What a pleasure it was to watch this intelligent film once again. There is so much to like about “The Lion in Winter,” and many aspects worthy of discussion: staging, costuming, the score. Best of all is the excellent acting and crisp, often biting dialogue. It is by turns witty, wise, searing and venomous.
Henry II and Eleanor, once lovers, are now old-age combatants; rather than swords, their weapon of choice is the tongue – and each employs it well. When asked by his mistress how his wife is, Henry (who has kept Eleanor locked away in a nunnery for ten years) responds corrosively, “Decaying, I hope.”
Ah, but Eleanor gives as good as she gets. She tells Henry’s mistress, “Henry’s bed is his province. He can people it with sheep for all I care. Which, on occasion, he has done.” Ouch!
Confronted with the treachery and sodomy of her offspring, Eleanor, a master of understatement, dryly remarks, “What family doesn’t have its ups and downs?”
I think my favorite line was uttered by Henry after he’d locked his conniving sons up in the wine cellar. (Henry apparently has a talent for locking up family members). His mistress asks where Henry’s sons are. “The royal boys are aging with the royal port,” he replies.
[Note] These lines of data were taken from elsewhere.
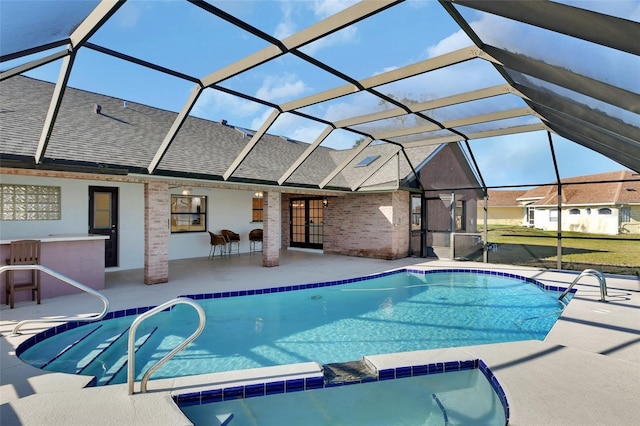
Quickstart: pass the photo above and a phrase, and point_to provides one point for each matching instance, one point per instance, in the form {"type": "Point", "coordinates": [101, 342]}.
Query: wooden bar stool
{"type": "Point", "coordinates": [23, 252]}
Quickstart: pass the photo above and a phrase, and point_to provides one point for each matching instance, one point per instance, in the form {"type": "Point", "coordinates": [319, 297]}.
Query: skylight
{"type": "Point", "coordinates": [368, 160]}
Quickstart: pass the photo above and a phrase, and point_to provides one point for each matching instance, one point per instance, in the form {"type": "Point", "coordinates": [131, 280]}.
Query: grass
{"type": "Point", "coordinates": [616, 254]}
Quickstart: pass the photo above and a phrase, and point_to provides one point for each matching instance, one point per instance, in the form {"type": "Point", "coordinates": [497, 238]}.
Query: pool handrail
{"type": "Point", "coordinates": [602, 281]}
{"type": "Point", "coordinates": [132, 338]}
{"type": "Point", "coordinates": [67, 280]}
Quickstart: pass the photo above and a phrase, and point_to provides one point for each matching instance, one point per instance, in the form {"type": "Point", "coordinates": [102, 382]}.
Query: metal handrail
{"type": "Point", "coordinates": [602, 281]}
{"type": "Point", "coordinates": [132, 338]}
{"type": "Point", "coordinates": [65, 279]}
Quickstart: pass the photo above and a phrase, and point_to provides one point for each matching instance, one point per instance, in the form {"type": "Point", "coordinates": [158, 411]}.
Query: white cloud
{"type": "Point", "coordinates": [214, 105]}
{"type": "Point", "coordinates": [455, 41]}
{"type": "Point", "coordinates": [325, 8]}
{"type": "Point", "coordinates": [344, 36]}
{"type": "Point", "coordinates": [281, 88]}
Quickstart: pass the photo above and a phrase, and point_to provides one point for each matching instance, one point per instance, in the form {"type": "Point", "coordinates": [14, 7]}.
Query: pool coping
{"type": "Point", "coordinates": [589, 360]}
{"type": "Point", "coordinates": [39, 337]}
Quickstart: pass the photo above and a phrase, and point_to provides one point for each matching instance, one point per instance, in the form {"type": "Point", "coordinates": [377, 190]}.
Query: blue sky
{"type": "Point", "coordinates": [179, 36]}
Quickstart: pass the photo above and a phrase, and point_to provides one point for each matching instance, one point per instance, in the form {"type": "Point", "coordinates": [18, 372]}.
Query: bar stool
{"type": "Point", "coordinates": [23, 252]}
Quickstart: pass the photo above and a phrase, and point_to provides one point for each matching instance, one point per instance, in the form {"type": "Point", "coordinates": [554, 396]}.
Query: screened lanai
{"type": "Point", "coordinates": [568, 68]}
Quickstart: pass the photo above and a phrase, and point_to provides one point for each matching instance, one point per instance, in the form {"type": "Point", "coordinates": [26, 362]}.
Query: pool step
{"type": "Point", "coordinates": [71, 346]}
{"type": "Point", "coordinates": [222, 419]}
{"type": "Point", "coordinates": [350, 371]}
{"type": "Point", "coordinates": [76, 360]}
{"type": "Point", "coordinates": [99, 350]}
{"type": "Point", "coordinates": [121, 362]}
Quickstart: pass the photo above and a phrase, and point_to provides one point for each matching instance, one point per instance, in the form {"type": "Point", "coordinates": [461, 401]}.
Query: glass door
{"type": "Point", "coordinates": [306, 225]}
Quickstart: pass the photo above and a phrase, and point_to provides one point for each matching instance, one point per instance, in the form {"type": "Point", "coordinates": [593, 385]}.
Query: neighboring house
{"type": "Point", "coordinates": [340, 201]}
{"type": "Point", "coordinates": [503, 208]}
{"type": "Point", "coordinates": [610, 205]}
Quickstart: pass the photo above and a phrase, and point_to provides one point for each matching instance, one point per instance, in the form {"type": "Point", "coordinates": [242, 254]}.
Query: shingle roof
{"type": "Point", "coordinates": [128, 136]}
{"type": "Point", "coordinates": [506, 198]}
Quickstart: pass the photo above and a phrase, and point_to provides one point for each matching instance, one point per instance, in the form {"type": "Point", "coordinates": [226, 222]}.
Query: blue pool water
{"type": "Point", "coordinates": [327, 323]}
{"type": "Point", "coordinates": [465, 397]}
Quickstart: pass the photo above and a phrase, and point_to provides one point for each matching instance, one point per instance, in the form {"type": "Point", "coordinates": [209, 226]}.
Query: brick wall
{"type": "Point", "coordinates": [156, 232]}
{"type": "Point", "coordinates": [271, 229]}
{"type": "Point", "coordinates": [372, 225]}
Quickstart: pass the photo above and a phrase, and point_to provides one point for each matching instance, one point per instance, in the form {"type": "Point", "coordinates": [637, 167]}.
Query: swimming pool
{"type": "Point", "coordinates": [337, 321]}
{"type": "Point", "coordinates": [452, 393]}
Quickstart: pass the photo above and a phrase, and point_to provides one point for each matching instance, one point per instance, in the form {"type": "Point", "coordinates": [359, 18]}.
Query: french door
{"type": "Point", "coordinates": [305, 226]}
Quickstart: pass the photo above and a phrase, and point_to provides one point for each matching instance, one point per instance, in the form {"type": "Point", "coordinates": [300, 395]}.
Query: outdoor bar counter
{"type": "Point", "coordinates": [76, 256]}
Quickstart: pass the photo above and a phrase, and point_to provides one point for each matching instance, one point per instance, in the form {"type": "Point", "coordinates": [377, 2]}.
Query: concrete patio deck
{"type": "Point", "coordinates": [586, 371]}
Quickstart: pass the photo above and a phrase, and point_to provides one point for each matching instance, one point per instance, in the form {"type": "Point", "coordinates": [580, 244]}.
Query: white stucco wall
{"type": "Point", "coordinates": [75, 216]}
{"type": "Point", "coordinates": [226, 209]}
{"type": "Point", "coordinates": [589, 222]}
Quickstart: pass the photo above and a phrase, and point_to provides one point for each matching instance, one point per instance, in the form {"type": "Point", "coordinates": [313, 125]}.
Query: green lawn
{"type": "Point", "coordinates": [519, 245]}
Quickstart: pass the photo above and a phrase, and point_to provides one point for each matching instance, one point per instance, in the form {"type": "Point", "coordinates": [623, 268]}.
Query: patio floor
{"type": "Point", "coordinates": [586, 371]}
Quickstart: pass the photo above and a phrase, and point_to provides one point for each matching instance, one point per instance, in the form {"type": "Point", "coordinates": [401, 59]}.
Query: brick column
{"type": "Point", "coordinates": [156, 233]}
{"type": "Point", "coordinates": [271, 229]}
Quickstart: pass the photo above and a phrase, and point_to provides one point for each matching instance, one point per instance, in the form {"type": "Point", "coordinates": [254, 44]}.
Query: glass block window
{"type": "Point", "coordinates": [30, 202]}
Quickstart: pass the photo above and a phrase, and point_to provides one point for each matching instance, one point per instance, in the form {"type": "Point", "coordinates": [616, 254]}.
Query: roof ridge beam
{"type": "Point", "coordinates": [478, 135]}
{"type": "Point", "coordinates": [33, 64]}
{"type": "Point", "coordinates": [306, 154]}
{"type": "Point", "coordinates": [54, 106]}
{"type": "Point", "coordinates": [431, 64]}
{"type": "Point", "coordinates": [365, 143]}
{"type": "Point", "coordinates": [488, 92]}
{"type": "Point", "coordinates": [92, 23]}
{"type": "Point", "coordinates": [305, 36]}
{"type": "Point", "coordinates": [383, 163]}
{"type": "Point", "coordinates": [251, 144]}
{"type": "Point", "coordinates": [483, 118]}
{"type": "Point", "coordinates": [175, 127]}
{"type": "Point", "coordinates": [578, 83]}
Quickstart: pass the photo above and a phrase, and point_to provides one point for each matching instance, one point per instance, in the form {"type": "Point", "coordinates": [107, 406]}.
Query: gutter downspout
{"type": "Point", "coordinates": [555, 165]}
{"type": "Point", "coordinates": [485, 245]}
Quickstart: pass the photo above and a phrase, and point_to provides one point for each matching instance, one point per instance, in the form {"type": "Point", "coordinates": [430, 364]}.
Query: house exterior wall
{"type": "Point", "coordinates": [501, 215]}
{"type": "Point", "coordinates": [448, 169]}
{"type": "Point", "coordinates": [156, 232]}
{"type": "Point", "coordinates": [75, 213]}
{"type": "Point", "coordinates": [227, 209]}
{"type": "Point", "coordinates": [371, 225]}
{"type": "Point", "coordinates": [633, 226]}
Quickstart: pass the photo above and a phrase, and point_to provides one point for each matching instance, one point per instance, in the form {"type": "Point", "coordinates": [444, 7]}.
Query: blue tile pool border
{"type": "Point", "coordinates": [37, 338]}
{"type": "Point", "coordinates": [317, 382]}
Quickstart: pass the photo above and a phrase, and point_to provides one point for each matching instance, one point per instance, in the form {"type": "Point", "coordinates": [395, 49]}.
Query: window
{"type": "Point", "coordinates": [625, 214]}
{"type": "Point", "coordinates": [531, 216]}
{"type": "Point", "coordinates": [30, 202]}
{"type": "Point", "coordinates": [257, 206]}
{"type": "Point", "coordinates": [416, 213]}
{"type": "Point", "coordinates": [188, 213]}
{"type": "Point", "coordinates": [461, 222]}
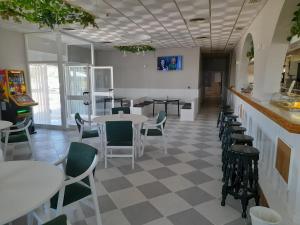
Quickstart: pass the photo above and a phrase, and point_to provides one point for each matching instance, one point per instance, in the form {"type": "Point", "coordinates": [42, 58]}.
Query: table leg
{"type": "Point", "coordinates": [153, 108]}
{"type": "Point", "coordinates": [166, 108]}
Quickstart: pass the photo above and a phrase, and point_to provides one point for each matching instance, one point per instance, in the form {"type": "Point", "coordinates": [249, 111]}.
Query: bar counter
{"type": "Point", "coordinates": [276, 134]}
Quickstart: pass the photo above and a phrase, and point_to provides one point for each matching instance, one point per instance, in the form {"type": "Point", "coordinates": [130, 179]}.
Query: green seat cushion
{"type": "Point", "coordinates": [119, 143]}
{"type": "Point", "coordinates": [60, 220]}
{"type": "Point", "coordinates": [73, 193]}
{"type": "Point", "coordinates": [152, 132]}
{"type": "Point", "coordinates": [16, 137]}
{"type": "Point", "coordinates": [90, 133]}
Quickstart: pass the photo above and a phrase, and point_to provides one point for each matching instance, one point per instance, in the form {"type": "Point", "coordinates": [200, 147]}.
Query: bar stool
{"type": "Point", "coordinates": [223, 108]}
{"type": "Point", "coordinates": [234, 139]}
{"type": "Point", "coordinates": [231, 128]}
{"type": "Point", "coordinates": [241, 175]}
{"type": "Point", "coordinates": [226, 119]}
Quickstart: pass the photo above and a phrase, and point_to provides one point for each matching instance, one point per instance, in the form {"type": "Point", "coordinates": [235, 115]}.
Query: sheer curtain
{"type": "Point", "coordinates": [45, 90]}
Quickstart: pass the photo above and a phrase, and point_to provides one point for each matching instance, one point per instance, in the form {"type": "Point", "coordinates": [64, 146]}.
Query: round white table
{"type": "Point", "coordinates": [4, 125]}
{"type": "Point", "coordinates": [26, 185]}
{"type": "Point", "coordinates": [137, 121]}
{"type": "Point", "coordinates": [134, 118]}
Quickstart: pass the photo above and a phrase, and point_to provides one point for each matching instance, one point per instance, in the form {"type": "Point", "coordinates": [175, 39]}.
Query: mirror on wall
{"type": "Point", "coordinates": [248, 56]}
{"type": "Point", "coordinates": [290, 78]}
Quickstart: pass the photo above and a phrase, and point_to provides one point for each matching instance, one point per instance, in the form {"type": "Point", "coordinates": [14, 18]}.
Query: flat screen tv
{"type": "Point", "coordinates": [169, 63]}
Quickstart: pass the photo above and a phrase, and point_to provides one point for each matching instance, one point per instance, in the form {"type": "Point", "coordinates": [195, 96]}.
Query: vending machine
{"type": "Point", "coordinates": [16, 104]}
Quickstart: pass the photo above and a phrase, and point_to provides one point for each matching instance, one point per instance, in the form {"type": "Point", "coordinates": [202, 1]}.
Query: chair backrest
{"type": "Point", "coordinates": [126, 110]}
{"type": "Point", "coordinates": [119, 131]}
{"type": "Point", "coordinates": [78, 118]}
{"type": "Point", "coordinates": [162, 115]}
{"type": "Point", "coordinates": [60, 220]}
{"type": "Point", "coordinates": [79, 159]}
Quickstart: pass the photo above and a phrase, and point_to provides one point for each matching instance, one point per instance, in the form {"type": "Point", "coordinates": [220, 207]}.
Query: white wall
{"type": "Point", "coordinates": [269, 50]}
{"type": "Point", "coordinates": [141, 71]}
{"type": "Point", "coordinates": [12, 50]}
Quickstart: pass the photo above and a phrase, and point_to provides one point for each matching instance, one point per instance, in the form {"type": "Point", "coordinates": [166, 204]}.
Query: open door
{"type": "Point", "coordinates": [77, 81]}
{"type": "Point", "coordinates": [102, 90]}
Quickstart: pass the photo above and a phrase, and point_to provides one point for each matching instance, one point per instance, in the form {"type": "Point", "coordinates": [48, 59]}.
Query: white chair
{"type": "Point", "coordinates": [155, 130]}
{"type": "Point", "coordinates": [16, 134]}
{"type": "Point", "coordinates": [119, 135]}
{"type": "Point", "coordinates": [85, 132]}
{"type": "Point", "coordinates": [79, 164]}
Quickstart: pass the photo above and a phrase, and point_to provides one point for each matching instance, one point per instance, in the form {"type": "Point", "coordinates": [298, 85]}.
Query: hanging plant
{"type": "Point", "coordinates": [295, 29]}
{"type": "Point", "coordinates": [250, 52]}
{"type": "Point", "coordinates": [45, 13]}
{"type": "Point", "coordinates": [135, 48]}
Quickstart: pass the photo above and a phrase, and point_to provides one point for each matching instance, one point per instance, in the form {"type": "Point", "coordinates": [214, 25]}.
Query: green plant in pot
{"type": "Point", "coordinates": [250, 52]}
{"type": "Point", "coordinates": [295, 28]}
{"type": "Point", "coordinates": [45, 13]}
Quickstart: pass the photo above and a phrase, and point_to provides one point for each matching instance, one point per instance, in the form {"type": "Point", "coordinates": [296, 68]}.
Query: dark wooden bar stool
{"type": "Point", "coordinates": [226, 119]}
{"type": "Point", "coordinates": [224, 108]}
{"type": "Point", "coordinates": [241, 175]}
{"type": "Point", "coordinates": [234, 139]}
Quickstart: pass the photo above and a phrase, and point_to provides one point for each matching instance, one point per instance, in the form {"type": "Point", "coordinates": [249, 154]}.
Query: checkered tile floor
{"type": "Point", "coordinates": [181, 188]}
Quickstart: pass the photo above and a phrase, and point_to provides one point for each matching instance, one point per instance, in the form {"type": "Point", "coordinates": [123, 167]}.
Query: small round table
{"type": "Point", "coordinates": [134, 118]}
{"type": "Point", "coordinates": [4, 125]}
{"type": "Point", "coordinates": [137, 120]}
{"type": "Point", "coordinates": [26, 185]}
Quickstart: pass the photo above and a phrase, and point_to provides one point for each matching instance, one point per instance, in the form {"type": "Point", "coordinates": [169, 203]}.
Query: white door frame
{"type": "Point", "coordinates": [109, 93]}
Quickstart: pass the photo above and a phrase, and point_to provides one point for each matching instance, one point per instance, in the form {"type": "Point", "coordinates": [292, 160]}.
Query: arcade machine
{"type": "Point", "coordinates": [16, 105]}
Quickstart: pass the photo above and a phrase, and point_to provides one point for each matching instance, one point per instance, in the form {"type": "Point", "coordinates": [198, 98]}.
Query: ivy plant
{"type": "Point", "coordinates": [45, 13]}
{"type": "Point", "coordinates": [250, 52]}
{"type": "Point", "coordinates": [295, 28]}
{"type": "Point", "coordinates": [135, 48]}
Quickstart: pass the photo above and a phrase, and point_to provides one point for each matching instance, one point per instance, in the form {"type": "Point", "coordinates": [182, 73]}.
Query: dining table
{"type": "Point", "coordinates": [25, 186]}
{"type": "Point", "coordinates": [4, 125]}
{"type": "Point", "coordinates": [137, 121]}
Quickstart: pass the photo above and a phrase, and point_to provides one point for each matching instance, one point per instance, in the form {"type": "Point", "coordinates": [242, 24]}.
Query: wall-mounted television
{"type": "Point", "coordinates": [169, 63]}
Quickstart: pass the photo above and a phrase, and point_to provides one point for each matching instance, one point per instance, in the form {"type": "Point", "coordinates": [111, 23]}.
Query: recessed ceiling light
{"type": "Point", "coordinates": [239, 28]}
{"type": "Point", "coordinates": [105, 42]}
{"type": "Point", "coordinates": [68, 28]}
{"type": "Point", "coordinates": [197, 19]}
{"type": "Point", "coordinates": [201, 37]}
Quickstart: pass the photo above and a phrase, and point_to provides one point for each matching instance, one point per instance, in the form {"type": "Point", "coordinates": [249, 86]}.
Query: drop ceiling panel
{"type": "Point", "coordinates": [166, 22]}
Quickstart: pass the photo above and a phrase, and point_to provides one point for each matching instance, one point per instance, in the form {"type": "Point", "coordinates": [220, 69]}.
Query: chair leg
{"type": "Point", "coordinates": [30, 144]}
{"type": "Point", "coordinates": [105, 157]}
{"type": "Point", "coordinates": [132, 157]}
{"type": "Point", "coordinates": [165, 144]}
{"type": "Point", "coordinates": [95, 199]}
{"type": "Point", "coordinates": [5, 145]}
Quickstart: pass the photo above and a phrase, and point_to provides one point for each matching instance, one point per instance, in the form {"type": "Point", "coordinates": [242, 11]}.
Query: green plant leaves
{"type": "Point", "coordinates": [135, 48]}
{"type": "Point", "coordinates": [295, 28]}
{"type": "Point", "coordinates": [45, 13]}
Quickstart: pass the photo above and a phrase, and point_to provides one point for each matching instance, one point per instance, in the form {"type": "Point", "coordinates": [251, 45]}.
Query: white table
{"type": "Point", "coordinates": [137, 120]}
{"type": "Point", "coordinates": [134, 118]}
{"type": "Point", "coordinates": [4, 125]}
{"type": "Point", "coordinates": [26, 185]}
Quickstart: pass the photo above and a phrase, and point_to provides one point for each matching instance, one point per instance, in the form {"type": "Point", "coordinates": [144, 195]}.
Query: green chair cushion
{"type": "Point", "coordinates": [126, 110]}
{"type": "Point", "coordinates": [152, 132]}
{"type": "Point", "coordinates": [90, 133]}
{"type": "Point", "coordinates": [60, 220]}
{"type": "Point", "coordinates": [119, 143]}
{"type": "Point", "coordinates": [16, 137]}
{"type": "Point", "coordinates": [73, 193]}
{"type": "Point", "coordinates": [118, 132]}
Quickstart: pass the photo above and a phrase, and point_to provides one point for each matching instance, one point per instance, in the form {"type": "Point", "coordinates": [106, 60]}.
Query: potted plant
{"type": "Point", "coordinates": [295, 28]}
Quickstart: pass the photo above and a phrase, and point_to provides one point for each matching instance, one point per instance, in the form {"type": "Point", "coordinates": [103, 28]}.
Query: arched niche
{"type": "Point", "coordinates": [246, 75]}
{"type": "Point", "coordinates": [278, 49]}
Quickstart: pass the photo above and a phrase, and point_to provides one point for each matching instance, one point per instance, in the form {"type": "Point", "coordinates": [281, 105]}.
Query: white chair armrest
{"type": "Point", "coordinates": [20, 129]}
{"type": "Point", "coordinates": [83, 175]}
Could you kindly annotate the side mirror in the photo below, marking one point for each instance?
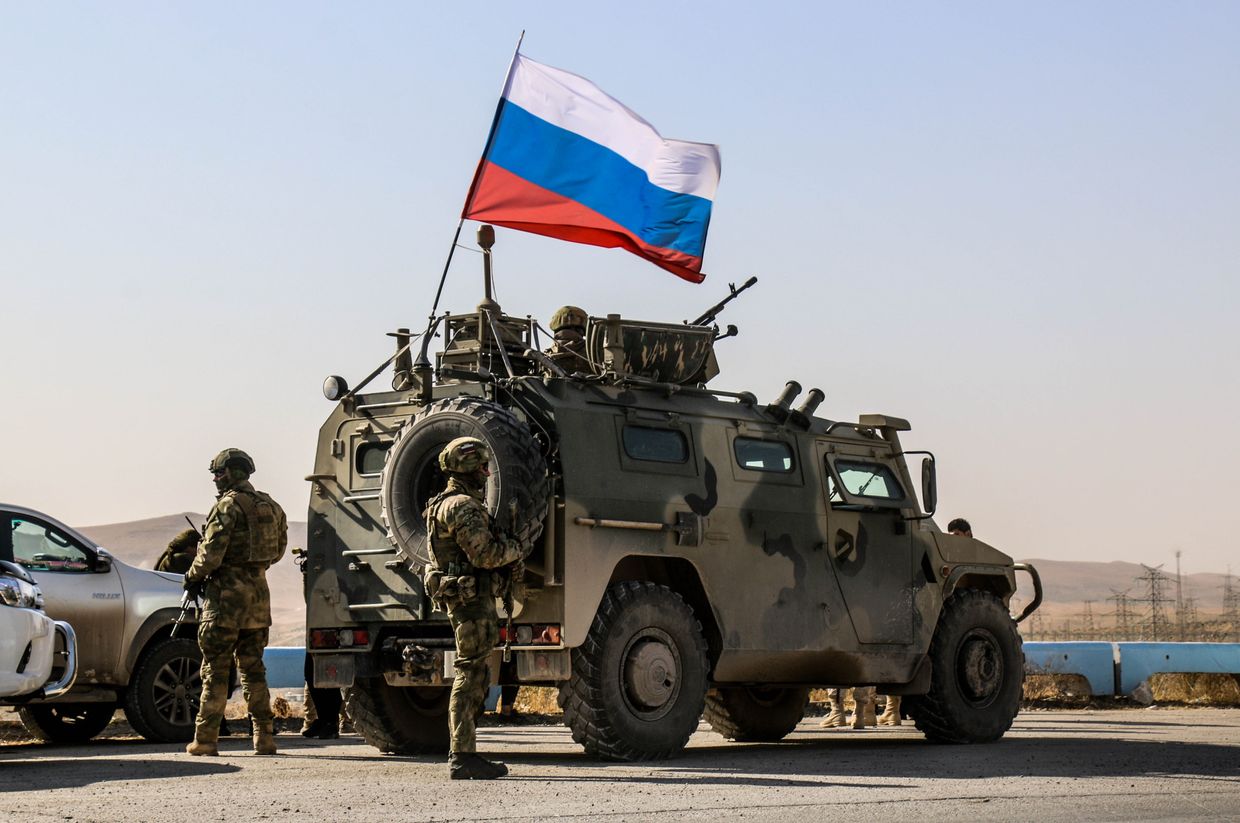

If Henry and Eleanor are masters of waspish dialogue, their sons are masters of deception and murderous intent toward one another. When one of her sons pulls a knife on the other, the would-be victim whines that his brother was carrying a knife. The wearied Eleanor remarks, “Of course he has knife, he always has a knife, we all have knives! It’s 1183 and we’re barbarians!”
Just so… and now it is 2015, and we are still barbarians.
Katharine Hepburn and Peter O’Toole employ just the right shadings of tone to convey sarcasm, anguish, fear… and the underpinnings of sexuality. Hepburn’s Eleanor is a dangerous woman… and yet beneath the vinegar and venom, one gets the impression that she still burns for Henry. Her lust no longer physical, it plays itself out in verbal jousting. Her love is a deadly thing. Hepburn makes us pity and admire her indomitable Eleanor, even when we most dislike her.
And Henry? O’Toole does a masterful job. It was a revelation to me to see O’Toole as the expansive, bellowing, manipulative Henry. He chewed up the scenery… yet he never made Henry a clown. When Henry realizes just how estranged his boys are from him, he stumbles away and cries out, “I’ve lost my boys.” In that moment, my heart went out to him. He never really had them to begin with.
Now it’s your turn. What did you think of the dialogue and cinematography?